Cadernos de Estudos Africanos  no.22 Lisboa jul./dez. 2011

 

Harry G. West. Kupilikula. O poder e o invisível em Mueda, Moçambique. (M. Rocha, Trad.). Lisboa: Imprensa de Ciências Sociais. 2009. 436 pp.

 

Inês Neto Galvão (Instituto de Ciências Sociais - Universidade de Lisboa)
ines.galvao@ics.ul.pt

 

Próximo de um método de estudo de caso centrado em situações sociais, como proposto por Gluckman na primeira metade do século XX, Harry West recusa fechar um povo ou grupo étnico como unidade de análise. Toma como eixo empírico o "mundo social" do planalto de Mueda e ancora a sua narrativa num sólido exercício de antropologia histórica. Além de reconhecer o contributo fundamental dos seus principais colaboradores – Marcos Agostinho Mandumbwe, Eusébio Tissa Kairo e Felista Elias Mkaima –, o autor inicia cada um dos vinte e oito capítulos com excertos de conversas que a seguir são – conversas e interlocutores – contextualizados num quadro mais amplo do trabalho de campo e problematizados em relação à literatura existente.

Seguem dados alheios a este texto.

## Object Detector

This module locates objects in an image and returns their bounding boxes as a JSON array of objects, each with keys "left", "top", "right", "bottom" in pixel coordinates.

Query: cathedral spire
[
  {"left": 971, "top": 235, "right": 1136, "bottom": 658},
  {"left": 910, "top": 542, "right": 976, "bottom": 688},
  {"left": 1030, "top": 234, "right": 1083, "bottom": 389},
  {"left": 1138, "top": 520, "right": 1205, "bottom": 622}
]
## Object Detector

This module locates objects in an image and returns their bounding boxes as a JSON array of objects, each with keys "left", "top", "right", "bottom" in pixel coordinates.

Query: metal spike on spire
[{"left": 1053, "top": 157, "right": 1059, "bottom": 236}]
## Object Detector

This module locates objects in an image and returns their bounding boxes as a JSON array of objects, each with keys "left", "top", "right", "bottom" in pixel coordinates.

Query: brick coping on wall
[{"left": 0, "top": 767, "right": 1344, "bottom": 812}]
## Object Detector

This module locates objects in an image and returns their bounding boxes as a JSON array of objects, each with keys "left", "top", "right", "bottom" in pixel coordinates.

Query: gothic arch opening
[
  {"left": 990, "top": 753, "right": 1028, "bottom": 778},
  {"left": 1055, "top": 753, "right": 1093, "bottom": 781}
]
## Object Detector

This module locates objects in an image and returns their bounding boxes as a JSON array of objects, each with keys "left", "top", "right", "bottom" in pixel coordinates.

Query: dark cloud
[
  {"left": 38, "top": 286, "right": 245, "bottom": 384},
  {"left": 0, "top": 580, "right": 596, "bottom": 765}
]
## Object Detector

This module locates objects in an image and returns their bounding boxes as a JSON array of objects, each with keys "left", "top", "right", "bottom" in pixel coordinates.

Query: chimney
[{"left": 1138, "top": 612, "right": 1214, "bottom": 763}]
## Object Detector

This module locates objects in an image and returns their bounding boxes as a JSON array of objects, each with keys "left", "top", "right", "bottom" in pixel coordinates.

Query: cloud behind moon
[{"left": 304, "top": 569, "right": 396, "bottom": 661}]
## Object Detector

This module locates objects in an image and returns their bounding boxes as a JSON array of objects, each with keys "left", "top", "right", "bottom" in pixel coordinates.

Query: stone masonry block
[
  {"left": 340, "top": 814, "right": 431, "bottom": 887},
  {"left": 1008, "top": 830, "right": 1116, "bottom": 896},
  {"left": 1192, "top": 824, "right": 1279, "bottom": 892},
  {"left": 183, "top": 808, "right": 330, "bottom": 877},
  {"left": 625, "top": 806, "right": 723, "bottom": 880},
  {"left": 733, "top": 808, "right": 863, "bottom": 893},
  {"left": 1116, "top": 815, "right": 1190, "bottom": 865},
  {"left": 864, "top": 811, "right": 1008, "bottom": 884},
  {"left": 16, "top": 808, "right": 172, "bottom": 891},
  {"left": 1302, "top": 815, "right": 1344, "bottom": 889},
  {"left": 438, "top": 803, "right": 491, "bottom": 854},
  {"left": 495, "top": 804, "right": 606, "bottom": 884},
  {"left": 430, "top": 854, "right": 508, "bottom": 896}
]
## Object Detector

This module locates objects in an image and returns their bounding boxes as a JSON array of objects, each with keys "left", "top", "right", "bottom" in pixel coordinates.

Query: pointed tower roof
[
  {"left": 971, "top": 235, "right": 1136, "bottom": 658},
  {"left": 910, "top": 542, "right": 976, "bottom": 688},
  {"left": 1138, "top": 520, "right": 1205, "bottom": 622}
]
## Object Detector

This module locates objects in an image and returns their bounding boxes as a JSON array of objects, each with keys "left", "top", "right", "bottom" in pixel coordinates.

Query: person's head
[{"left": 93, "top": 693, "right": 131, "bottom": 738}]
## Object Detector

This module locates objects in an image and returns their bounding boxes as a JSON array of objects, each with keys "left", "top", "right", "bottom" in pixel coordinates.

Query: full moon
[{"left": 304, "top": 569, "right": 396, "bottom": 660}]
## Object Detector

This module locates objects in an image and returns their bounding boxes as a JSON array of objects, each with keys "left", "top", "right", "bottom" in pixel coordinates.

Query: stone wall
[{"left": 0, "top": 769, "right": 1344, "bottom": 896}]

É hábil o entrosamento entre registos orais e escritos. As fotografias (sobretudo retratos), apoiadas por longas legendas, revelam detalhes mais prosaicos da pesquisa etnográfica. A escrita assume, por vezes, um pendor literário que entreabre espaços importantes ao valor epistemológico da experiência do próprio autor, bem como daqueles com quem este se cruza.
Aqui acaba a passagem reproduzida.